Eine ganz alltägliche Geschichte                                               

An einer Berliner Oberschule soll kürzlich etwas Seltsames vorgefallen sein. Deutschlehrer Klein, ein ruhiger, seriöser Mensch, betritt den Raum. Wie immer. Die 10b sitzt lässig in den Bänken. Auch wie immer. Herr Klein beginnt: "Leute, ich weiß zwar, dass ihr keinen Bock auf Deutsch habt, aber ich will euch heute eine irre Story erzählen, die vor 200 Jahren gelaufen ist.

Spannt eure Lauscher auf...

 

Ferdinand von Walther, ein adliger Typ, ist spitz wie`n Rettich auf Luise, eine Sonne von einer Frau aus dem Bürgertum. Luise steht auch auf ihren Queenbody.

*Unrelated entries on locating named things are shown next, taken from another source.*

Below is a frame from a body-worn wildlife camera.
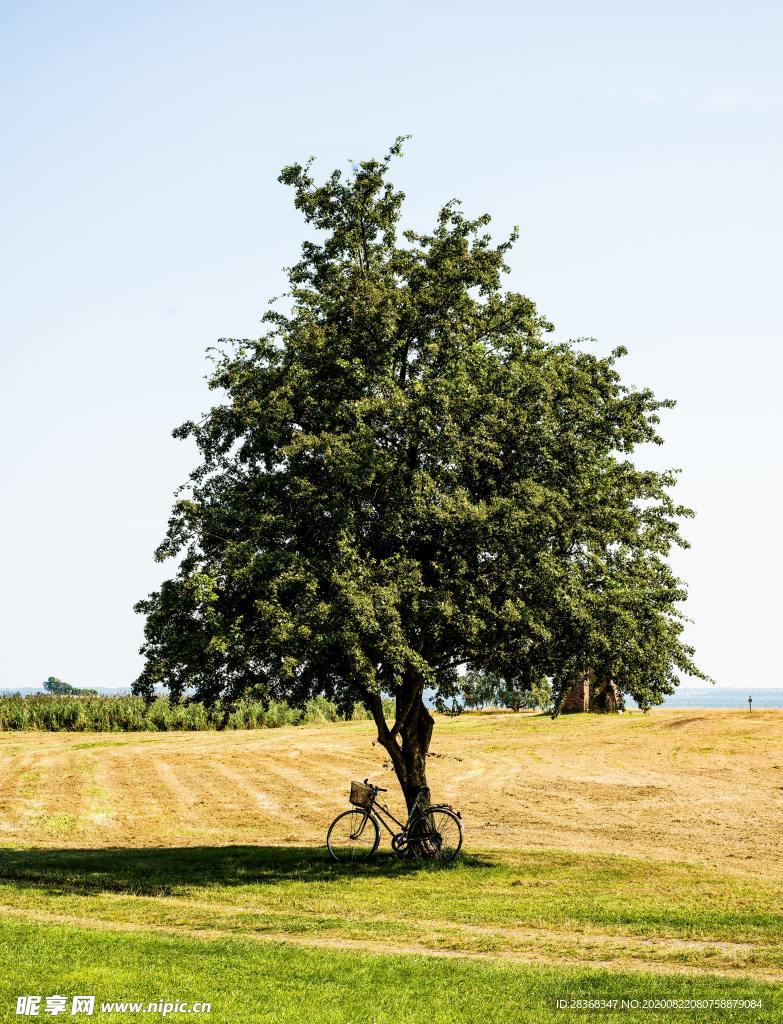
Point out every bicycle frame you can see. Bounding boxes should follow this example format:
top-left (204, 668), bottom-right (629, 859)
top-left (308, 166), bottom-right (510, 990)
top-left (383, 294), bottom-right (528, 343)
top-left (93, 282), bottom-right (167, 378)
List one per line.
top-left (353, 796), bottom-right (429, 846)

Zu ihrem Standesunterschied meinen die beiden, das muss man ja nicht so verbissen sehen. Doch ihre Alten sagen: "Mit high life läuft hier nichts." Und sein Vater geht ihm laufend auf die Ketten, dass er `ne andere heiße Braut nehmen soll. Für die ist die Sache schon gebongt, denn sie fährt total auf Ferdinand ab. Doch er meint:

 

"Die Platte brauchst du gar nicht erst aufzulegen."

Inzwischen sind die Schüler leicht beunruhigt. "Ich denk, mir wächst `ne Feder", flüstert Marion, "wie spricht denn Herr Klein heute?" "Das halt ich ja im Kopf nicht aus, hat er sich vielleicht `n Knorpel angefeuchtet?" denkt Olaf.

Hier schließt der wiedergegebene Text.